Taking the university as field site for enquiry, the course experiments with cooperative learning approaches, including project-based learning. Students and staff participate on an equal basis, and their questions and concerns about the university are our starting point: initial possibilities include student debt, democratizing the university, decolonizing curricula, sustainability and health/well-being. We decide collectively on how to run the course, how participation is evaluated and how assessment is done.
Although based in sociology, the course is inherently interdisciplinary and draws on disciplines including politics, education, history, economics, geography, creativity, art practice and the sciences. What disciplines we engage with depends on what people bring into the space!
The course involves staff and students learning together and deciding on the specific thematic and theoretical fields of enquiry.

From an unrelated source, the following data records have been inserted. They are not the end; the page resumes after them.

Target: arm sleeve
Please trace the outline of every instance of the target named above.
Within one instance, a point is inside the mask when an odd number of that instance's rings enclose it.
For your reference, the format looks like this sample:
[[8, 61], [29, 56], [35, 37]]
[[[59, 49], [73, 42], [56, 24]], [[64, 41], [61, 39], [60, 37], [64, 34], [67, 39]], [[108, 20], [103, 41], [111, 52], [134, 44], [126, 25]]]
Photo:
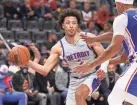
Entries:
[[128, 17], [126, 14], [117, 16], [113, 23], [113, 35], [125, 35], [125, 29], [127, 28]]

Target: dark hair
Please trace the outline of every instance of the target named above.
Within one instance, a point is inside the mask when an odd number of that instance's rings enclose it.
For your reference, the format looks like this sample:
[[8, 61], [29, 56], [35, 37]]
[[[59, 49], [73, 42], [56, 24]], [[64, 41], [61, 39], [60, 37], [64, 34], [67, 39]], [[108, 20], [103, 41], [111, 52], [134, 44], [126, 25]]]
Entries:
[[82, 17], [81, 17], [80, 11], [78, 11], [76, 9], [68, 8], [68, 9], [63, 10], [60, 13], [60, 15], [59, 15], [59, 19], [58, 20], [59, 20], [59, 25], [60, 25], [61, 28], [62, 28], [62, 24], [64, 22], [65, 17], [68, 17], [68, 16], [74, 16], [74, 17], [76, 17], [78, 24], [79, 25], [81, 24]]

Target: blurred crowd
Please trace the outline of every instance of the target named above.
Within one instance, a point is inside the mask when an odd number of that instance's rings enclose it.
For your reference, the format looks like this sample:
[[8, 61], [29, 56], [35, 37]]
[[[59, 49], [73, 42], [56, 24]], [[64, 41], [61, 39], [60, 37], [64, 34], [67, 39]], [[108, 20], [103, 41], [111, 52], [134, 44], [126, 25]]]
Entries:
[[[34, 62], [44, 64], [51, 47], [64, 36], [58, 15], [65, 8], [80, 10], [81, 30], [95, 35], [113, 31], [113, 20], [118, 15], [113, 0], [0, 0], [0, 33], [10, 47], [22, 44]], [[106, 48], [109, 43], [102, 45]], [[8, 52], [0, 40], [0, 105], [65, 105], [69, 69], [64, 60], [42, 76], [31, 68], [10, 66]], [[127, 65], [108, 65], [100, 88], [87, 98], [88, 105], [108, 105], [107, 97]], [[3, 98], [7, 94], [9, 100], [14, 98], [10, 103]]]

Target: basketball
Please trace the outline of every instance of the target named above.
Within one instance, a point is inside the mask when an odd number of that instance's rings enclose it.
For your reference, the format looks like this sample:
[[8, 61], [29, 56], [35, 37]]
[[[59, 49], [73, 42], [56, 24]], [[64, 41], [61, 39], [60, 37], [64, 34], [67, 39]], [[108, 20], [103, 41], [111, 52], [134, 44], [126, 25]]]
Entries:
[[25, 46], [17, 45], [11, 49], [8, 59], [11, 64], [24, 66], [30, 60], [29, 50]]

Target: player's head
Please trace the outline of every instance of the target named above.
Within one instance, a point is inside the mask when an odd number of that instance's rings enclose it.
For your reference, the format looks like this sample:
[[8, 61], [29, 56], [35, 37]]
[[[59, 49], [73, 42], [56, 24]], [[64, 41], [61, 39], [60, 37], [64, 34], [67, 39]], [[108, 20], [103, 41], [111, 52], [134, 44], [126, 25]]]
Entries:
[[118, 13], [132, 8], [134, 0], [115, 0]]
[[59, 24], [65, 31], [66, 35], [74, 36], [79, 29], [82, 17], [78, 10], [65, 9], [59, 15]]

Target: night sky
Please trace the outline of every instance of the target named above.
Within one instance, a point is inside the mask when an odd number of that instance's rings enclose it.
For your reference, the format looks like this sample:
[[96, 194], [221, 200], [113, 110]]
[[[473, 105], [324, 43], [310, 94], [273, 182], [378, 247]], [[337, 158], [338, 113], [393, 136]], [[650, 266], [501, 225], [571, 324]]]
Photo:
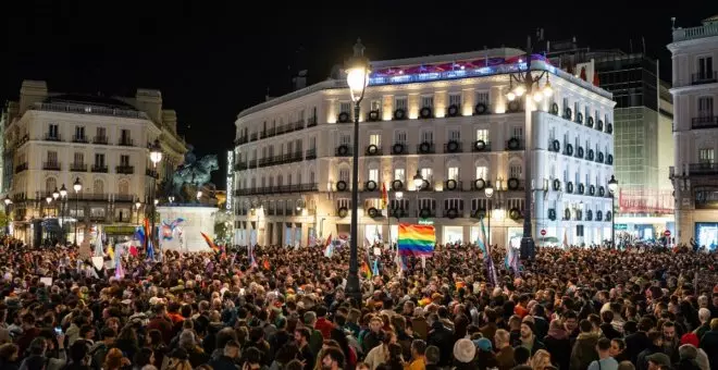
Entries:
[[[165, 108], [177, 111], [177, 128], [195, 151], [219, 155], [222, 168], [213, 181], [224, 187], [225, 151], [232, 148], [237, 113], [263, 101], [268, 88], [271, 96], [288, 92], [297, 70], [309, 70], [310, 84], [325, 79], [332, 65], [350, 55], [358, 36], [367, 46], [367, 57], [374, 60], [484, 46], [523, 48], [527, 35], [536, 27], [543, 27], [549, 40], [575, 36], [581, 46], [592, 49], [628, 51], [632, 39], [633, 50], [641, 51], [643, 37], [647, 53], [660, 59], [661, 76], [670, 81], [670, 53], [665, 47], [671, 36], [670, 17], [677, 17], [677, 26], [690, 27], [718, 14], [718, 4], [709, 1], [683, 9], [658, 9], [657, 2], [624, 9], [629, 2], [621, 1], [617, 9], [607, 1], [584, 5], [532, 1], [527, 11], [521, 1], [506, 9], [481, 1], [264, 3], [26, 0], [5, 4], [0, 11], [9, 33], [0, 53], [5, 66], [0, 100], [16, 99], [23, 79], [46, 79], [51, 91], [104, 96], [134, 96], [138, 87], [160, 89]], [[348, 9], [352, 3], [362, 11], [349, 17], [356, 13]], [[537, 4], [543, 8], [534, 8]]]

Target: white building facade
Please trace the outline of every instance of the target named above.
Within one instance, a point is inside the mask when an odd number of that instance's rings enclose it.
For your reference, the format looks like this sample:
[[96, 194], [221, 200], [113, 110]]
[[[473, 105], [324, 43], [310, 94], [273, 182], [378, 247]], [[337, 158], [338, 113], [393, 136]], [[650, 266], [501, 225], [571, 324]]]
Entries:
[[[150, 188], [170, 175], [166, 168], [181, 163], [186, 146], [176, 136], [174, 111], [165, 111], [164, 122], [153, 118], [162, 112], [159, 91], [121, 99], [55, 94], [45, 82], [23, 83], [20, 100], [8, 107], [4, 131], [5, 158], [14, 170], [9, 196], [15, 237], [35, 245], [61, 240], [64, 225], [64, 237], [74, 242], [77, 230], [82, 243], [97, 224], [111, 225], [108, 235], [132, 235], [127, 226], [149, 210]], [[149, 161], [156, 139], [164, 151], [158, 171]], [[66, 199], [52, 199], [63, 185]]]
[[718, 15], [697, 27], [673, 29], [673, 140], [670, 169], [677, 240], [718, 245]]
[[[534, 73], [547, 71], [555, 92], [531, 112], [533, 178], [527, 181], [523, 103], [505, 97], [509, 73], [525, 69], [522, 57], [495, 49], [372, 62], [359, 148], [351, 147], [344, 81], [243, 111], [235, 123], [235, 243], [307, 245], [349, 235], [352, 150], [360, 156], [358, 234], [367, 242], [396, 240], [398, 222], [433, 223], [440, 243], [473, 242], [487, 215], [491, 242], [505, 245], [522, 234], [532, 206], [524, 186], [532, 184], [534, 237], [545, 231], [554, 243], [609, 238], [611, 96], [534, 61]], [[455, 66], [446, 70], [447, 63]], [[413, 185], [417, 174], [421, 188]]]

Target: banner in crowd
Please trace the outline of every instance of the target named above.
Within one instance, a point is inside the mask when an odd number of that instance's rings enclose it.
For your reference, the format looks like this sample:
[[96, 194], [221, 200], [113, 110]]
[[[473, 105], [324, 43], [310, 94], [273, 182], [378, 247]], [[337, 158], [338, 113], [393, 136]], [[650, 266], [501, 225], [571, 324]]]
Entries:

This means it is highly interactive. Participants identify and work on group projects using diverse forms of research, and present their work in various ways at the end of the course, aimed at generating a creative dialogue with the university community. We also document and archive our own work.
Undergraduate students at all levels are able to take the course, and it is open to students from any school in the university. In 2018-19, first and second year undergraduate students could take the course for credit, while Hons students could take it for extra credit. In 2019-20, it is also a credit-bearing course for Hons students.
In 2018-19, the course operated on a pass/fail model, with 100% of the criteria for a pass involving participation in course activities. In 2019-20, assessment continues to be based on project work and participation, but is a bit different. The criteria for assessment are agreed between staff and students during the course, with options including: reflections on the course process and learning; a group project to be presented at the end of the course; and participation in and facilitation of course activities.
More information on this year’s course for Honours students is available here, and for pre-Honours students here.
What the Sociology external examiner, Prof. Kate Reed of Sheffield, said about the course that ran in 2018-19:
“This is an innovative module that I support wholeheartedly. I really like the way that it has emerged from the student occupation of 2018 and is being developed in a cooperative manner with input from both staff and students. The literature used on the module and approach to assessment are excellent. This is a really good example of cooperative learning. Given the current climate in HE I think it is very timely to be engaging students, not only in their chosen subject of study but also in debates on the future of the sector.”